Understanding how colour works in Interior design


There is sooo much to say about colour but let’s start with the most basic:  the colour wheel.

Pick a colour.  What comes to mind? Is it your happy colour? Does it make you smile or depressed? What feelings does it evoke?  It is most possible that you associate a certain colour with incidents, feelings, ideas, and objects. If we think about mailbox red, we all know exactly what red I mean.  I painted my son’s playroom orange when he was younger as he claimed orange as his happy colour. So do all of us have some sort of connection to colour. 

In order to understand the power of colour, we need to understand the colour wheel, complimentary colours and what effect it has on our emotions.

The colour wheel

The colour wheel was first created in the late 17th century by Isaac Newton – yes THE Isaac Newton. He had only seven colours on his colour wheel, but today we normally use colour wheels with 12 colours.

 Isaac newton
Isaac Newton. His experimentation with white light led to the discovery of the visible spectrum.

There are 3 Primary colours:

Red, Yellow and Blue

These colours are pure, which means you can't create them from other colours, and all other colours are created from them. 


primary colour palette

The three primary colours, red, yellow and blue.

There are 3 Secondary colours: 

Orange, green and violet.  These colours are formed by mixing 2 primary colours

Then we have 6 Tertiary colours:

Red-Orange, Yellow-Orange, Yellow-Green, Blue-Green, Blue-Violet, Red-Violet, which are formed by mixing a primary with a secondary

With each blending (primary with primary, then primary with secondary), the resulting hues become less vibrant.

Neutral colours

In the context of interior design, neutral means without colour.

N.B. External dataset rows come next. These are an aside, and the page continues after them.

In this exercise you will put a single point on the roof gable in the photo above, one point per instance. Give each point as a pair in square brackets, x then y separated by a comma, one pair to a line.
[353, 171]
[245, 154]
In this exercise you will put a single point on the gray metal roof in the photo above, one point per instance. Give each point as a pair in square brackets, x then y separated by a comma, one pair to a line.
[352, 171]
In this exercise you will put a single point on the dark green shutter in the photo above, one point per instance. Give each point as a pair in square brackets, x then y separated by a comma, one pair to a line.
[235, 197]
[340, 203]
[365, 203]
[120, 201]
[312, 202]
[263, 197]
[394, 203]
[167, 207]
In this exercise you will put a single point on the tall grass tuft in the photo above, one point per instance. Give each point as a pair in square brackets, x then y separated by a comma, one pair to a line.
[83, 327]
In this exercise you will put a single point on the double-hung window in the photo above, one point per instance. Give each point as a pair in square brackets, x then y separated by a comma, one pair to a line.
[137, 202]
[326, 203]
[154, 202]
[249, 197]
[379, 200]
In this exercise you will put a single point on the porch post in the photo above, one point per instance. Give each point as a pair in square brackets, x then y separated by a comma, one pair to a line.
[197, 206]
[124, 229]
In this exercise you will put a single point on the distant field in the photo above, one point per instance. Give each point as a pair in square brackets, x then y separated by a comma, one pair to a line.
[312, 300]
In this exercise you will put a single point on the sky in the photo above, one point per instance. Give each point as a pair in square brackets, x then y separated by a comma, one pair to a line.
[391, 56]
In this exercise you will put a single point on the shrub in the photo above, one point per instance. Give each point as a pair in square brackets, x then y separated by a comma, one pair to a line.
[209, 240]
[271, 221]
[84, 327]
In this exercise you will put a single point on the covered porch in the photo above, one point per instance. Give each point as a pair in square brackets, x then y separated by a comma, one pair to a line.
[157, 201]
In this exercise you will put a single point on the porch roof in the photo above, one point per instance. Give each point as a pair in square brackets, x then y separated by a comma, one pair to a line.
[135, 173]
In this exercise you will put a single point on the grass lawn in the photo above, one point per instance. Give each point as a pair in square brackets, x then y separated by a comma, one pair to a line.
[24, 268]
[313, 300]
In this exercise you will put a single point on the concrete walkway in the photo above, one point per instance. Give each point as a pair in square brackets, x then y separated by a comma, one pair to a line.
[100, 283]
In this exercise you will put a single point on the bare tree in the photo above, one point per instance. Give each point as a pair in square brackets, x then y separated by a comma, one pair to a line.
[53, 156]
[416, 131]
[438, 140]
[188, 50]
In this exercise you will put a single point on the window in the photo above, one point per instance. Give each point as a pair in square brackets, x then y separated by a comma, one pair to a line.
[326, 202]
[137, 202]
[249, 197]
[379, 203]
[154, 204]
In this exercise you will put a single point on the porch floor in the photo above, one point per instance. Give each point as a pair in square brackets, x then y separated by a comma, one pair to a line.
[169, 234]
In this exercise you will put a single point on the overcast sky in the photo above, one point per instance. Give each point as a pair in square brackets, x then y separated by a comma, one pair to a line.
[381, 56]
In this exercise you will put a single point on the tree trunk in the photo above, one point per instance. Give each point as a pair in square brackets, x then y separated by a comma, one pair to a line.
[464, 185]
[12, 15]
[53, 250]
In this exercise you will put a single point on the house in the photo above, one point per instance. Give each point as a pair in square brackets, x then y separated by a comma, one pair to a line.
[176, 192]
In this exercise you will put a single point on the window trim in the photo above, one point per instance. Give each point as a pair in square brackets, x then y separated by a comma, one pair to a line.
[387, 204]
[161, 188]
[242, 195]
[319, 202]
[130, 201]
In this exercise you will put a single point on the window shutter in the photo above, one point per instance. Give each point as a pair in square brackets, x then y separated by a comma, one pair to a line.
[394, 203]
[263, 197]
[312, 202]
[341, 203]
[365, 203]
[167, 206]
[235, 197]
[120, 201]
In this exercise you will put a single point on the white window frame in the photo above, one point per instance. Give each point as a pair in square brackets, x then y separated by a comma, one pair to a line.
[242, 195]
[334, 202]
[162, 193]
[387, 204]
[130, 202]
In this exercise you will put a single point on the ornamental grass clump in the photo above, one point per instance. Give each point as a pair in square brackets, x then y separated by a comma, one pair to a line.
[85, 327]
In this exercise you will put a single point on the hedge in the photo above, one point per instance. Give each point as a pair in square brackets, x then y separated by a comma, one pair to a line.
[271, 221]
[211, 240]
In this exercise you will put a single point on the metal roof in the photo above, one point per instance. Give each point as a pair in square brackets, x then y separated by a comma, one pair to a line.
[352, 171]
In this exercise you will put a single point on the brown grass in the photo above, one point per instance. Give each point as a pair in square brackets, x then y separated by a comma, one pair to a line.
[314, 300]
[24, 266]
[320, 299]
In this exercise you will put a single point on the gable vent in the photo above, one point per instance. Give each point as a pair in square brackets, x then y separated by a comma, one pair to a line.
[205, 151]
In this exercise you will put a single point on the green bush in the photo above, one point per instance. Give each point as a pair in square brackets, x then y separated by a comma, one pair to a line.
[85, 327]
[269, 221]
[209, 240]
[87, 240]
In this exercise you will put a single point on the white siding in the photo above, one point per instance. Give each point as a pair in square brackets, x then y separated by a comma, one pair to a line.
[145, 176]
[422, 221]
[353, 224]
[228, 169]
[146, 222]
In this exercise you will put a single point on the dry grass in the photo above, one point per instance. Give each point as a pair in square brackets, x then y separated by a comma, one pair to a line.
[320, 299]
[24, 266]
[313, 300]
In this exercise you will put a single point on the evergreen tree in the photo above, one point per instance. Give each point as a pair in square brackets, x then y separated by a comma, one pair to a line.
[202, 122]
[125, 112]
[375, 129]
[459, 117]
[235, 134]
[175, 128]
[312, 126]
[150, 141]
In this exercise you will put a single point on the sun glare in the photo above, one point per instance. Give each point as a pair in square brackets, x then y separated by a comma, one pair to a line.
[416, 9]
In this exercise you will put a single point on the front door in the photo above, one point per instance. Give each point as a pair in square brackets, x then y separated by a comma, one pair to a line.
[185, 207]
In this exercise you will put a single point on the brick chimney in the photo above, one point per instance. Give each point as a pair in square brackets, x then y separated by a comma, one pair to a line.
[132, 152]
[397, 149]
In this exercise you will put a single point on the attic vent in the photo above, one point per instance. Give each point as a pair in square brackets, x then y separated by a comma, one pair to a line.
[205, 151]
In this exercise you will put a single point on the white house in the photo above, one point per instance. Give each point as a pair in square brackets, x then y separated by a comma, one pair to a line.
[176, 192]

Neutral colours, therefore, do not compete with primary and secondary colours and instead compliment them.

Neutral colours include black, white, grey, brown and beige

Neutral colour palette
Neutral colour scheme

There are four common types of colour schemes derived from the colour wheel

1.Monochromatic Scheme

These tone-on-tone combinations use several shades (adding black) and tints (adding white) of a single hue for a subtle palette.

Think pale blue, sky blue, and navy. Although the monochromatic look is the easiest colour scheme to understand, it's perhaps most difficult to apply.  A room filled with just one colour can feel boring or overwhelming, depending on how you apply it.

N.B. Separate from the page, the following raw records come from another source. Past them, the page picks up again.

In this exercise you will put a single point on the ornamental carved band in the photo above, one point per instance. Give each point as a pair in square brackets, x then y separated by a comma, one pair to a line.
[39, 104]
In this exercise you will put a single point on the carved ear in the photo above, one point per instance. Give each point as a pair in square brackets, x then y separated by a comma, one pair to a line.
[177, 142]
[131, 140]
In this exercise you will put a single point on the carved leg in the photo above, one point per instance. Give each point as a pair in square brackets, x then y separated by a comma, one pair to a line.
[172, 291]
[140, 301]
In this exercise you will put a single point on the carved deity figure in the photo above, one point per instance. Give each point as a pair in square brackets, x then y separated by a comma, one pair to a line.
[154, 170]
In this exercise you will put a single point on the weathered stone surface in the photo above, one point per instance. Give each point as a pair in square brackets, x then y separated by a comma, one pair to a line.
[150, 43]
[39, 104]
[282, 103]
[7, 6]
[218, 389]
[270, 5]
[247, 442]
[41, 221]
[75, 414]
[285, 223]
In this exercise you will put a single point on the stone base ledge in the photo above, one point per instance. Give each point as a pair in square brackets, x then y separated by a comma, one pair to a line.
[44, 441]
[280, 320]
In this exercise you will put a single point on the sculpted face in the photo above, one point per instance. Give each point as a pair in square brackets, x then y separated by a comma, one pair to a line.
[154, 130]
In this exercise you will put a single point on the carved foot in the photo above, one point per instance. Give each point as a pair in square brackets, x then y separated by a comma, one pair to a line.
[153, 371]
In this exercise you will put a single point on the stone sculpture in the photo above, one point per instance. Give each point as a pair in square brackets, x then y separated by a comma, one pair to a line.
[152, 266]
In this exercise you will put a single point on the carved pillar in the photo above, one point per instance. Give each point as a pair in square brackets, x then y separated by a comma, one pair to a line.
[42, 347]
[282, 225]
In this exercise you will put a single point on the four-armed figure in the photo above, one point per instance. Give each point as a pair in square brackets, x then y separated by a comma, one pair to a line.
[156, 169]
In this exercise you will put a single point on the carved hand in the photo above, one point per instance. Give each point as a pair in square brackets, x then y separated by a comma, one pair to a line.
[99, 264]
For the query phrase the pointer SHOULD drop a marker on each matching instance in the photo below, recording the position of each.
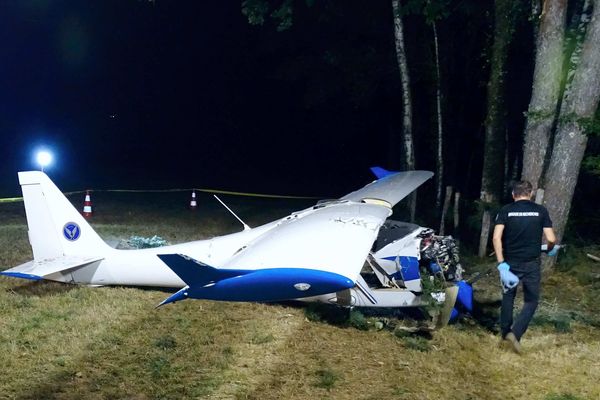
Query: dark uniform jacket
(524, 222)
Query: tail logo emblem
(71, 231)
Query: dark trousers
(529, 274)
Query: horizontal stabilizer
(380, 172)
(36, 270)
(196, 273)
(392, 188)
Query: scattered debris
(593, 257)
(140, 242)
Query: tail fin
(56, 228)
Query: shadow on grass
(142, 356)
(42, 288)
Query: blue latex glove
(508, 279)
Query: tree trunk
(493, 157)
(407, 134)
(536, 11)
(447, 201)
(456, 212)
(440, 132)
(579, 107)
(546, 89)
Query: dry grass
(68, 342)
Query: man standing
(517, 242)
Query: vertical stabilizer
(56, 228)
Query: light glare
(44, 158)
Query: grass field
(71, 342)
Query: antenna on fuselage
(246, 227)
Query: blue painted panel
(194, 272)
(465, 295)
(22, 275)
(273, 285)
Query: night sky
(171, 93)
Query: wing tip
(22, 275)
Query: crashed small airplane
(341, 252)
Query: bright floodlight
(44, 158)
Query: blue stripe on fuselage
(274, 284)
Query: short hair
(522, 188)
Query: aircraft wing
(392, 187)
(42, 269)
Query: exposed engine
(440, 254)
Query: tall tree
(575, 120)
(548, 72)
(505, 17)
(407, 131)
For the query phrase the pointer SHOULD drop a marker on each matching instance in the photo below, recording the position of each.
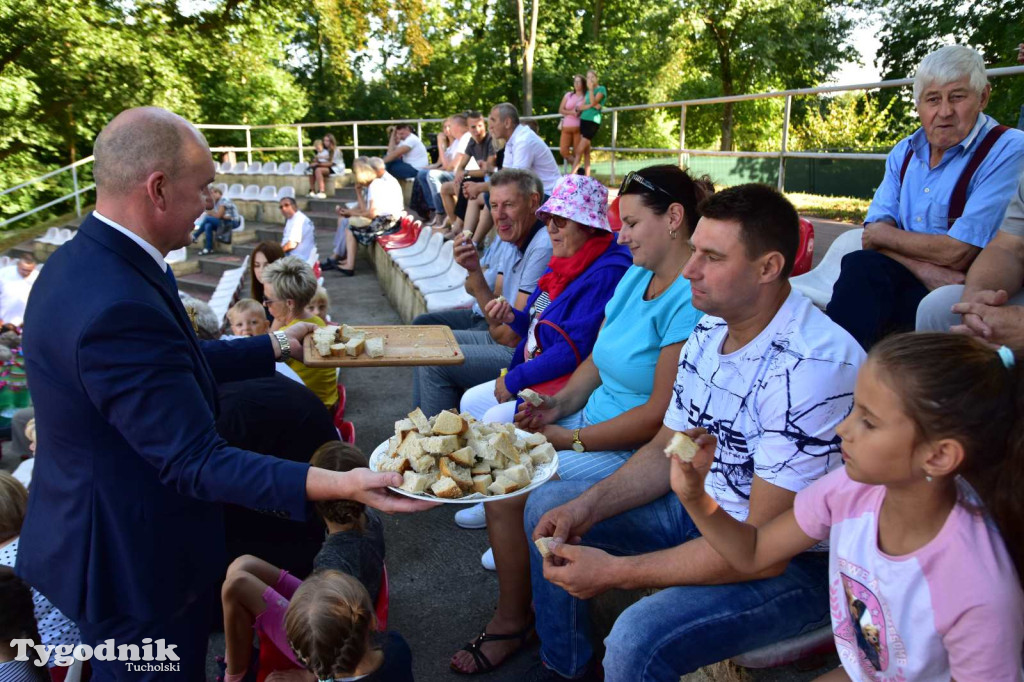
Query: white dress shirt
(525, 150)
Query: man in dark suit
(124, 533)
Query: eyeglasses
(634, 176)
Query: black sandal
(483, 664)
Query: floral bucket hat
(578, 198)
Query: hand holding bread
(499, 311)
(691, 456)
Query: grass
(845, 209)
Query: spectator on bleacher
(590, 120)
(431, 179)
(15, 284)
(54, 627)
(218, 220)
(289, 284)
(565, 311)
(406, 155)
(380, 213)
(990, 303)
(471, 167)
(937, 206)
(523, 147)
(515, 196)
(263, 254)
(616, 397)
(569, 125)
(17, 621)
(299, 238)
(772, 377)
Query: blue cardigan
(579, 310)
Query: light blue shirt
(922, 204)
(628, 347)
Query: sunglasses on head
(634, 176)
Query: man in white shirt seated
(431, 179)
(523, 147)
(406, 155)
(299, 239)
(15, 283)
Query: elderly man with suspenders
(945, 189)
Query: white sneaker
(471, 517)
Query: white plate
(541, 475)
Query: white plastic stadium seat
(817, 284)
(449, 300)
(438, 265)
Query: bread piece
(457, 473)
(542, 454)
(503, 485)
(517, 474)
(682, 446)
(531, 396)
(535, 439)
(464, 457)
(398, 464)
(418, 483)
(422, 464)
(448, 488)
(542, 546)
(420, 421)
(354, 347)
(440, 444)
(449, 423)
(375, 346)
(480, 483)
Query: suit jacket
(124, 516)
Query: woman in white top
(379, 213)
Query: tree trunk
(528, 46)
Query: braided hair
(329, 623)
(337, 456)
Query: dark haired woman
(615, 399)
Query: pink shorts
(271, 622)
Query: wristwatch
(577, 443)
(286, 346)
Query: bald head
(140, 141)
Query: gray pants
(934, 310)
(440, 387)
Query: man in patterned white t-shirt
(771, 377)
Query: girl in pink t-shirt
(922, 586)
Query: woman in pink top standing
(570, 120)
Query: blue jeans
(400, 169)
(677, 630)
(430, 180)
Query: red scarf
(564, 270)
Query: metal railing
(681, 152)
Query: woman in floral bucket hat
(615, 399)
(557, 332)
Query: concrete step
(199, 285)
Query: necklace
(651, 296)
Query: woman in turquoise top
(590, 120)
(615, 399)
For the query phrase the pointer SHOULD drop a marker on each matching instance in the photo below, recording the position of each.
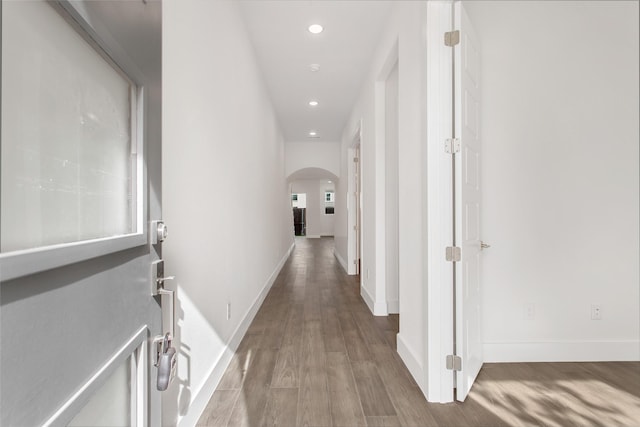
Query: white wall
(391, 189)
(560, 177)
(405, 32)
(221, 147)
(318, 224)
(321, 155)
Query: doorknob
(166, 355)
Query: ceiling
(285, 49)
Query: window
(71, 144)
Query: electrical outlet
(530, 311)
(596, 312)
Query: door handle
(165, 353)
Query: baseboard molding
(414, 365)
(201, 399)
(341, 261)
(378, 308)
(393, 307)
(562, 351)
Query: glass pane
(111, 404)
(66, 168)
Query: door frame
(354, 205)
(439, 295)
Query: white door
(80, 181)
(468, 203)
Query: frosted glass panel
(111, 404)
(67, 171)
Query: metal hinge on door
(451, 38)
(454, 363)
(453, 253)
(452, 145)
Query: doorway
(299, 206)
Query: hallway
(315, 356)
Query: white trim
(202, 397)
(377, 308)
(21, 263)
(562, 351)
(341, 261)
(356, 141)
(393, 307)
(80, 398)
(412, 362)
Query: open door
(468, 191)
(79, 184)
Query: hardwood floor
(315, 356)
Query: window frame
(25, 262)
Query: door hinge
(452, 38)
(453, 253)
(454, 363)
(452, 145)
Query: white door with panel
(468, 203)
(80, 182)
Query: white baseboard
(562, 351)
(393, 307)
(341, 261)
(201, 399)
(378, 308)
(414, 365)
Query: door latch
(165, 362)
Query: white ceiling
(285, 49)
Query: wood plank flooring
(315, 356)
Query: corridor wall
(222, 146)
(403, 42)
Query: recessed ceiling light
(315, 29)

Monochromatic colour scheme
Monochromatic colour scheme with shades and tints of green.

2. Analogous Scheme

For a bit more contrast, an analogous palette includes colours found side by side on the colour wheel, such as orange, yellow, and green, for a colourful but relaxing feel. Neighbouring hues work well in conjunction with each other because they share the same base colours.

The secret to success with this colour scheme is to choose one shade as the main, or dominant colour in a room;(it is the colour you see the most of), then choose one, two, or three shades to be restricted-use accent hues.

3. Complementary Scheme

Using two hues directly opposite each other on the colour wheel, such as blue and orange, is guaranteed to add energy to any room. These complementary colours work well together because they balance each other visually.

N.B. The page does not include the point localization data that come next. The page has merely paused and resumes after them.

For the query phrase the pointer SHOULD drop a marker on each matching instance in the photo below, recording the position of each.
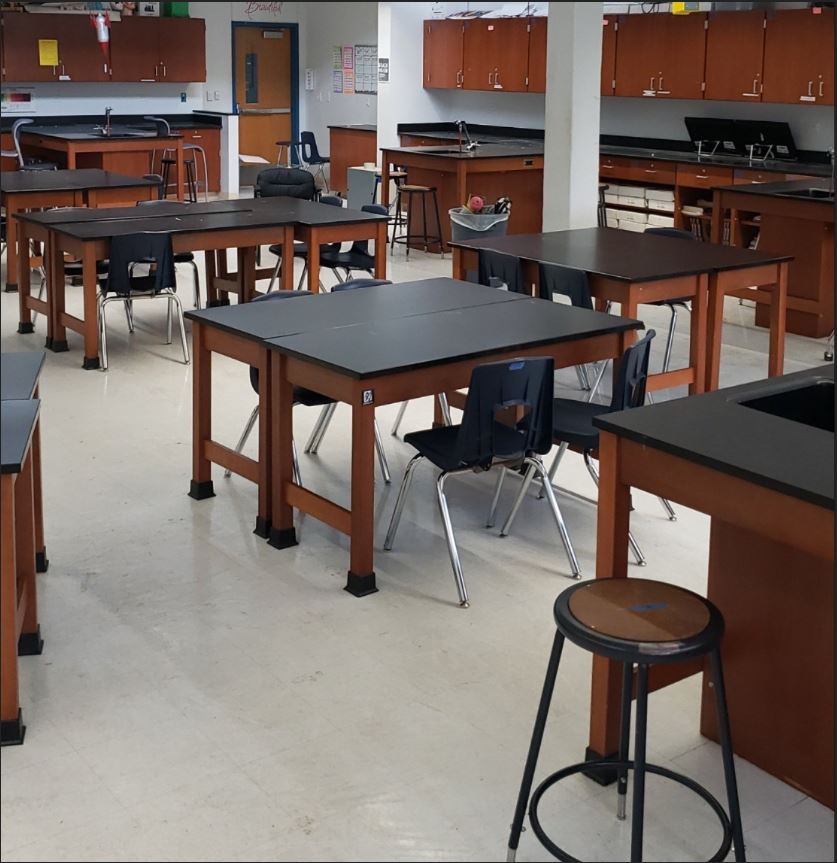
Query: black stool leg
(726, 751)
(535, 745)
(438, 224)
(624, 739)
(638, 810)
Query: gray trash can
(465, 225)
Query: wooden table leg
(314, 261)
(697, 335)
(286, 274)
(12, 729)
(201, 485)
(41, 562)
(611, 562)
(264, 517)
(12, 248)
(778, 312)
(23, 283)
(361, 576)
(29, 641)
(282, 533)
(381, 250)
(91, 327)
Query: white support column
(571, 123)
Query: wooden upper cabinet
(443, 51)
(537, 55)
(661, 55)
(496, 54)
(182, 47)
(610, 25)
(735, 56)
(799, 57)
(133, 49)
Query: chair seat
(439, 445)
(300, 250)
(351, 260)
(572, 421)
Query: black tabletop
(69, 180)
(624, 255)
(17, 422)
(383, 347)
(292, 315)
(716, 430)
(19, 373)
(99, 223)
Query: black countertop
(485, 151)
(355, 127)
(197, 120)
(17, 422)
(19, 373)
(716, 430)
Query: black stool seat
(639, 623)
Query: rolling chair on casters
(480, 442)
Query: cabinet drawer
(703, 176)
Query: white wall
(331, 24)
(812, 125)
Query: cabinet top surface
(624, 255)
(716, 430)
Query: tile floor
(204, 697)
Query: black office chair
(179, 257)
(358, 257)
(311, 155)
(301, 249)
(28, 163)
(309, 398)
(125, 288)
(480, 442)
(572, 426)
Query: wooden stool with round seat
(641, 623)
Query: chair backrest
(676, 233)
(355, 284)
(273, 295)
(361, 247)
(145, 247)
(160, 124)
(23, 121)
(632, 375)
(292, 182)
(494, 386)
(506, 268)
(308, 144)
(554, 279)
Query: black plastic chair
(307, 397)
(480, 442)
(179, 257)
(358, 257)
(572, 426)
(312, 156)
(122, 286)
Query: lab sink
(811, 404)
(810, 194)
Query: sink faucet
(463, 130)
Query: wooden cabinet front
(799, 57)
(537, 55)
(443, 53)
(735, 56)
(496, 55)
(609, 28)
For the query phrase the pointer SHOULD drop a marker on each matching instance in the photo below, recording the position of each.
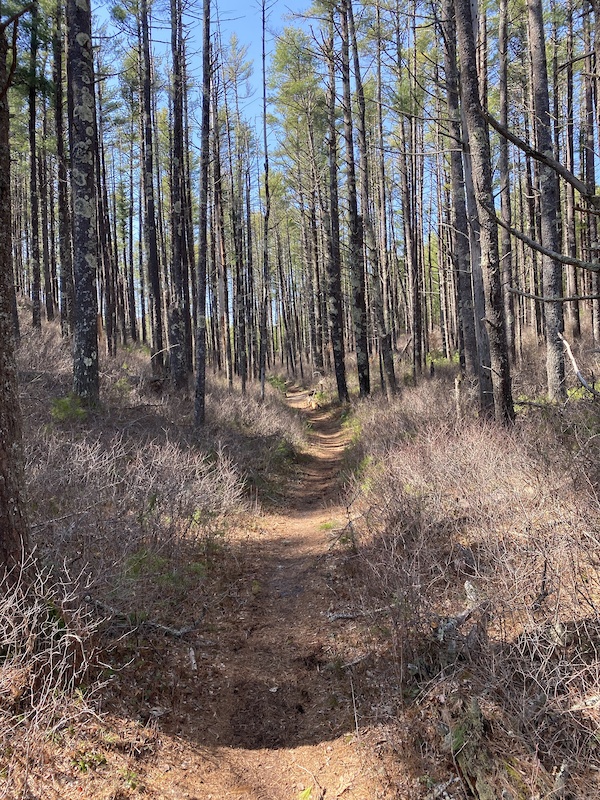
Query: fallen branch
(357, 614)
(178, 633)
(543, 158)
(580, 377)
(562, 259)
(541, 299)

The key is to not let one colour overtake the other. If the wall colour, e.g., blue appears more prominently, then use orange as an accent. The two colours appear on other elements throughout the space for a unified  look.

 4. Triadic Scheme

A triad creates an exciting palette by using three hues evenly spaced on the wheel, such as turquoise, fuchsia, and yellow-orange. These vibrant schemes work well in living rooms because they tend to offer a happy, energising vibe. Use your three colours in varying shades and tints to create more contrast or soften the brightness.

Colour influences your emotions

Cool colours such as greens, tends to soothe, while warmer colours such as yellows are uplifting and energetic. 

Bright reds are passionate and brave, but soft pink (a tint of red) is considered sweet and delicate. Blues are perceived as calming and quiet; oranges are warm and cozy; and purple, a truly tricky colour, can be seen as sexy or spiritual.


Blue colour palette

Calming and quite blues.

Trendy colours

Just like fashion, colour schemes can be trendy and “with it” colours pop up every season. The Pantone colours of 2021 e.g., is PANTONE 17-5104 Ultimate Grey + PANTONE 13-0647 Illuminating(yellow)

When you want to re-decorate or add something new to an existing room, ask yourself: Will it date the room, where you want to apply it, in a year? Do not spend a fortune on something temporary but invest money in buying something of quality that will last you for years. (goedkoop koop is duur koop)

In the end, though, YOU need to live in your house, and you need to be happy with your choices.